Sin embargo, ciudadanos, sindicatos, partidos políticos, sociedad civil y medios de comunicación no han cesado desde hace varios años de dar la voz de alarma, llamando a los responsables locales a restablecer la situación y a asegurar un buen clima de competitividad con el fin de proteger a la vez los intereses de los pequeños comerciantes y de los ciudadanos.
«Desde el cierre del mercado semanal en 2005, los habitantes de Essaouira están bajo el dominio de tres especuladores que dominan indiscutiblemente el mercado de las frutas y verduras. Peor aún, cada comerciante que toque los intereses de este lobby es blanco de maniobras que le obligan a hacer las maletas», se indigna un pequeño comerciante.
Efectivamente, todo el mundo habla aquí del caso del comerciante originario de Doukkala-Abda. Tras haber sido blanco de varias maniobras que le costaron su capital, terminó ofreciendo sus servicios a uno de los tres mayoristas por 70 dirhams al día. Aquí, uno está obligado a plegarse a las reglas impuestas por dichos especuladores, a aceptar productos de mala calidad a precios exagerados e inestables.
«Cuando dominas el mercado, impones tus precios y tus reglas del juego. Los pequeños comerciantes no pueden ni protestar ni boicotear a dichos mayoristas, porque se verán obligados a contar con sus propios medios para asegurar su abastecimiento de las ciudades cercanas. Finalmente, el coste será elevado y se dirigirán directamente a la quiebra», explica un vendedor de verduras.
Muchos ciudadanos toman la dirección del Souk semanal de Had Dra como alternativa al cerrado de Essaouira. Allí, la calidad es mejor y los precios son asequibles.

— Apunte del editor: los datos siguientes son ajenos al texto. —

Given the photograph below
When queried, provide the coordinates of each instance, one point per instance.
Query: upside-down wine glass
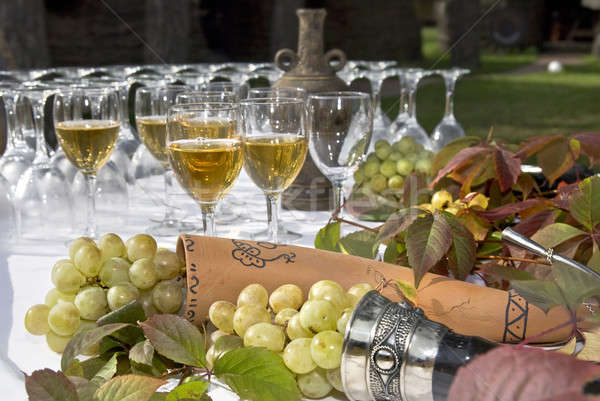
(275, 147)
(206, 153)
(340, 125)
(87, 123)
(448, 129)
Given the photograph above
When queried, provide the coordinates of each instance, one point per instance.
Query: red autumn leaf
(508, 168)
(504, 211)
(528, 374)
(461, 159)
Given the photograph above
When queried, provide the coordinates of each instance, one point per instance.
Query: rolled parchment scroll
(218, 268)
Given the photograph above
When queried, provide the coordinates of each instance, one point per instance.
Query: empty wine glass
(412, 127)
(42, 196)
(340, 125)
(274, 148)
(448, 129)
(86, 121)
(151, 105)
(205, 152)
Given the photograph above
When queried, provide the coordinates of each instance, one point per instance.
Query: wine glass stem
(208, 220)
(273, 217)
(90, 179)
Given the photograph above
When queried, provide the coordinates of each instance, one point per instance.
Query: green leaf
(48, 385)
(190, 391)
(128, 388)
(142, 353)
(360, 243)
(85, 339)
(257, 374)
(176, 338)
(328, 237)
(585, 202)
(427, 241)
(461, 256)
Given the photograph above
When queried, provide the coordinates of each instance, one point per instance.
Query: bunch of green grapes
(307, 334)
(101, 277)
(384, 171)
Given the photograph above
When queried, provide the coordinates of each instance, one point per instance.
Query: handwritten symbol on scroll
(515, 324)
(249, 255)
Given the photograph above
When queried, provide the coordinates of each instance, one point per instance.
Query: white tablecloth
(25, 266)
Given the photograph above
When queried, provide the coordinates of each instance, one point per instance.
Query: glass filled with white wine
(151, 105)
(206, 153)
(86, 121)
(275, 146)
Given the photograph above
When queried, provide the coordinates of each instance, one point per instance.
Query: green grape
(359, 290)
(140, 246)
(404, 167)
(406, 145)
(383, 149)
(114, 271)
(318, 315)
(221, 314)
(57, 343)
(334, 377)
(266, 335)
(167, 264)
(248, 315)
(67, 279)
(314, 384)
(121, 294)
(253, 294)
(88, 260)
(63, 319)
(75, 245)
(326, 349)
(388, 168)
(371, 168)
(331, 291)
(295, 330)
(396, 182)
(142, 274)
(36, 319)
(167, 297)
(378, 183)
(54, 296)
(343, 320)
(92, 303)
(283, 316)
(111, 246)
(296, 356)
(286, 296)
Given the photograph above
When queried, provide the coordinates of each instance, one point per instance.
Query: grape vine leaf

«Prefiero hacer este pequeño desplazamiento cada semana en lugar de pagar demasiado caro por frutas y verduras de mala calidad. Los habitantes de la ciudad están tomados como rehenes por algunos especuladores que se aprovechan del mutismo de las autoridades locales y de los cargos electos», afirma un ciudadano que se niega a ceder ante esta Hogra.
Es la triste realidad. Un puñado de comerciantes mercantiles dominan el turismo, el sector inmobiliario e incluso el mercado de las frutas y verduras.